Aaron Citron, with the Environmental Defense Fund, argues that identifying farmers as our water problem – They use 80 percent of our water! – is wrong:

[F]armers and ranchers are the original environmentalists, water conservationists and land stewards. They have been, and continue to be, among the first to develop innovative water efficiency solutions, and they are already implementing a variety of practices to optimize their water use and adapt to drought and climate change.

On World Water Day, it’s important to remember that farmers are our best hope for solving the global water crisis.

Faced with water shortfalls, Citron argues, farmers are in the best position to drive the innovation we need:

When drought hit Brendon Rockey’s Colorado farm hard seven years ago, he planted cover crops to retain moisture in the soil, which also enhanced the effectiveness of his center pivot irrigation. Since then, Rockey’s pumping costs have decreased – his cumulative annual consumptive use cut nearly in half – while his crop quality increased.
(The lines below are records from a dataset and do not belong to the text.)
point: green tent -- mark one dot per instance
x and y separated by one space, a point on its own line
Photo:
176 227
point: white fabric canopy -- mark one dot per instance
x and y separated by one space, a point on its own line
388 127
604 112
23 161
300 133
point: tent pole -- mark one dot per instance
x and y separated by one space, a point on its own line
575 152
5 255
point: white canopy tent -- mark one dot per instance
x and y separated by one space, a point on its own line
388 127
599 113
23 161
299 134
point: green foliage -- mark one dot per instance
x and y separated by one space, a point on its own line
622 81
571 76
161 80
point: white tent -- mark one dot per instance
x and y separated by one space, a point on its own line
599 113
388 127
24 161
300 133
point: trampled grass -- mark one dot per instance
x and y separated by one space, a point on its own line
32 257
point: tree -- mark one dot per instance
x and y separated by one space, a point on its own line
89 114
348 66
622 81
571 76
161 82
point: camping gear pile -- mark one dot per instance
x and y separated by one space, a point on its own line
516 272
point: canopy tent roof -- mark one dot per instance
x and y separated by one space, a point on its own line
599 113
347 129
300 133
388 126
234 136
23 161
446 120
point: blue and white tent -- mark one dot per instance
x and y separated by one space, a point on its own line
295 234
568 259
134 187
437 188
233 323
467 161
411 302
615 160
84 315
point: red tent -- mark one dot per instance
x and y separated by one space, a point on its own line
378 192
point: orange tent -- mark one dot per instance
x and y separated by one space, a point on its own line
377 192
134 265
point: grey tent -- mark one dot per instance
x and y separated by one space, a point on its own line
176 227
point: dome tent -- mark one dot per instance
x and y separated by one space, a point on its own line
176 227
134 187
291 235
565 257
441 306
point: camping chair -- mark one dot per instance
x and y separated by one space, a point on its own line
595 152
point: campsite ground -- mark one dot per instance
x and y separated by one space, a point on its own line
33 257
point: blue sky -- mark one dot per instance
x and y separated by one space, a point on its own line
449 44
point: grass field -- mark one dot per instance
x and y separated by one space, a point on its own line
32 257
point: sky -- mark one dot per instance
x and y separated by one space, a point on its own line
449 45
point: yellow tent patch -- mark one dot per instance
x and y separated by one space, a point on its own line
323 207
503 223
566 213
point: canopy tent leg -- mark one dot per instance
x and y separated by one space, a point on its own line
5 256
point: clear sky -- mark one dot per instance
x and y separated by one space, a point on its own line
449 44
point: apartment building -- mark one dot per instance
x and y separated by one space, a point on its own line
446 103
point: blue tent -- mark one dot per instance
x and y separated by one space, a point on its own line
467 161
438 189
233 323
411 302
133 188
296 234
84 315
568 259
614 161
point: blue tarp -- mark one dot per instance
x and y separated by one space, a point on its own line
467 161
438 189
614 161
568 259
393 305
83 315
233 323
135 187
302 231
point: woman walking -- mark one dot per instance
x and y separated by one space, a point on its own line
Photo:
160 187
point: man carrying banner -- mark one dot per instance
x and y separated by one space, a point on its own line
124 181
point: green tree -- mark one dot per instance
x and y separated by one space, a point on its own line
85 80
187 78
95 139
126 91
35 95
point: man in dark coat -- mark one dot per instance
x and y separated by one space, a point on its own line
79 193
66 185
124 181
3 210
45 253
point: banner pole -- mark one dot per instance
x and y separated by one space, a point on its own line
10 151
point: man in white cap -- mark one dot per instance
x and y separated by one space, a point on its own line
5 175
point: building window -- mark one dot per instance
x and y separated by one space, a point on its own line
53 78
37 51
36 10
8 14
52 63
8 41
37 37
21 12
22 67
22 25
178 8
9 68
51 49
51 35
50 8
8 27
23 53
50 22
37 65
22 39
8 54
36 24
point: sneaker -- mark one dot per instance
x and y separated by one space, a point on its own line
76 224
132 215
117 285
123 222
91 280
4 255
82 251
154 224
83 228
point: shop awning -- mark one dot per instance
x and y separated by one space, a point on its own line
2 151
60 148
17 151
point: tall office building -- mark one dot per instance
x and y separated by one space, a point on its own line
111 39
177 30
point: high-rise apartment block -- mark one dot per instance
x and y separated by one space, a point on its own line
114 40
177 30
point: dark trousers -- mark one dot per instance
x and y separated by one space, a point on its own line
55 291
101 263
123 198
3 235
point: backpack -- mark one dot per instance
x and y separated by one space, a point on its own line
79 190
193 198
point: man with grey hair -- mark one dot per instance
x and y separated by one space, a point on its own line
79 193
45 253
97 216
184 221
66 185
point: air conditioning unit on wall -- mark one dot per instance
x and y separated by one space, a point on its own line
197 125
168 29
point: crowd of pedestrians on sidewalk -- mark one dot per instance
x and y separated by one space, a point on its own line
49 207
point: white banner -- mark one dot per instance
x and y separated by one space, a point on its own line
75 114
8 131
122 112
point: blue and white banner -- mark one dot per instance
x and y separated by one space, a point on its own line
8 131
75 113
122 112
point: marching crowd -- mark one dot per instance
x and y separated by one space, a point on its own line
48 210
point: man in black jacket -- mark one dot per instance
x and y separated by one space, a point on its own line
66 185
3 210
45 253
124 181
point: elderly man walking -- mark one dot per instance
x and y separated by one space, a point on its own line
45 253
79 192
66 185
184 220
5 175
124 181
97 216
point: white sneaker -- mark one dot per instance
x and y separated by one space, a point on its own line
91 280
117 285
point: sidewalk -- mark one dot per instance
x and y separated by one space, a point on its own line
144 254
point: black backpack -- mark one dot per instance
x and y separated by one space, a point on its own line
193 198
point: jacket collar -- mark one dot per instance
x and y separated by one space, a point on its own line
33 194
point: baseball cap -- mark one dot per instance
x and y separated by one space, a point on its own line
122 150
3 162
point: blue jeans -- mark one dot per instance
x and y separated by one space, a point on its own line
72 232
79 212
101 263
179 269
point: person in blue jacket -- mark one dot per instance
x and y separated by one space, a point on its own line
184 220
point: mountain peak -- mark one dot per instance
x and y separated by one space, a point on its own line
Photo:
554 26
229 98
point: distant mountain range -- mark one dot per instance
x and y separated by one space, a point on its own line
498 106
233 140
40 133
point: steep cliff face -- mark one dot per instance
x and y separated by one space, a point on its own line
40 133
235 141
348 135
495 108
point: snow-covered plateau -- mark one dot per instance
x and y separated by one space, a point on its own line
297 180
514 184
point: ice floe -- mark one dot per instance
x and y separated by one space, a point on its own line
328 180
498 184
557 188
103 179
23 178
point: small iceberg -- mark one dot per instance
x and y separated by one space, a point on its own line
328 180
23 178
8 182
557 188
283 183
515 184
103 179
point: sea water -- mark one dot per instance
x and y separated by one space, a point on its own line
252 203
His neighbors now come to him for advice on maintaining a productive business through drought.

This is what economists would predict, and what they have identified as happening. It’s one of the things the “crisis” rhetoric about “running out of water” often misses.

4 Comments

  1. Yeah, but…..this concept can’t be generically applied because it is simply not true. Ag users in the west have been propped up for years by the Feds. Subsidies, infrastructure gimmes, you name it. MRGCD in our own backyard is a perfect example. Their methods are outdated, wasteful, and support irrigation for so many unimportant uses (yards for example). And the current ecological purgatory in our valley is testament. Not all ag use is good and can be very destructive and unsustainable. No “one size fits all” here.

  2. It is important to distinguish ‘farmers’ from large agribusinesses. There is probably also on 80-20 rule (80% of the use is by 20% of the users) in terms of agriculture. There is a subset of large users that have captured large flows of highly subsidized water. They will change little without some outside pressure.

  3. While agreeing with the two comments above, I’ll (a) agree with J Michaels and (b) remind everyone that farmers stand to make $billions in a water market (even with each other, as they have in Australia).

  4. Aaron Citron is correct, and useful, in his observations. Generated predictable responses. Evidence of the fundamental error of ingrained opinion.